Por el lado de nuestra inserción en el mundo, la velocidad y la interdependencia se han vuelto la constante. El impresionante despliegue tecnológico, lo ilimitado de las comunicaciones, la violenta irrupción de nuevos paradigmas, la preeminencia de los flujos financieros, fenómenos que conviven con el crecimiento exponencial de la pobreza, la depredación ecológica, la ruptura en la escala de valores, la deshumanización de la convivencia, la violencia y la enajenación, que definen este tiempo.
Para la educación, los nuevos escenarios que caracterizan a la globalización, significan un reto descomunal que, junto con los rezagos que aún tenemos, se magnifican: ¿cómo enfrentar los rezagos?, ¿cómo hacerlo en condiciones de escasez financiera y de expansión demográfica? Preguntas que reclaman de una respuesta compleja, de una política de Estado capaz de actuar en una dimensión diferente.
En primer lugar, que reconozca el problema. La educación pública, si bien ha sido parte esencial en la construcción de la nación, enfrenta limitaciones que le han venido restando peso e importancia, parte porque el conocimiento se genera a una velocidad mucho mayor que la capacidad para transmitirlo; parte, porque hay nuevos agentes educativos que disponen de recursos tecnológicos de una gran variedad e impacto; parte, porque hemos venido renunciando, como familia y como sociedad, a la responsabilidad de educar.
La segunda condición es la de actuar en el largo plazo. La magnitud del problema, lo complejo de las soluciones, la cantidad de recursos que reclama, obligan a un esfuerzo de largo plazo. Cuando la Revolución fijó como uno de sus ejes fundamentales educar, lo hizo con una perspectiva de largo plazo; definimos una prioridad que no se perdió a pesar de las coyunturas que sin duda enfrentamos.
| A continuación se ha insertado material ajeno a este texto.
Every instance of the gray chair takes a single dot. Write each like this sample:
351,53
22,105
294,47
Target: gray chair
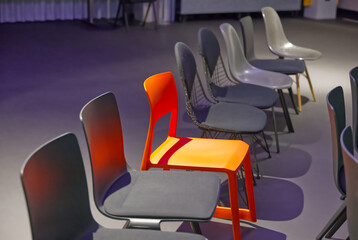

La tercera condición es que participen todos quienes deben hacerlo. El largo plazo puede asegurarse en la medida que los consensos sean amplios. Si una decisión es impulsada por sólo una parte, por más que sea la parte mayoritaria, cualquier cambio en la correlación de fuerzas se traducirá en el abandono de la prioridad. Y ese consenso debe convertirse también en una creciente participación y aprecio social por la educación, sus agentes, sus instrumentos y sus fines.
Si el valor agregado que mejor reconoce la globalización es el de la información y el conocimiento, la inversión en capital humano no puede diferirse ni detenerse. Invertir en el conocimiento es invertir en la viabilidad de nuestro porvenir individual y colectivo. Esa debe ser la dimensión de la política educativa de Estado.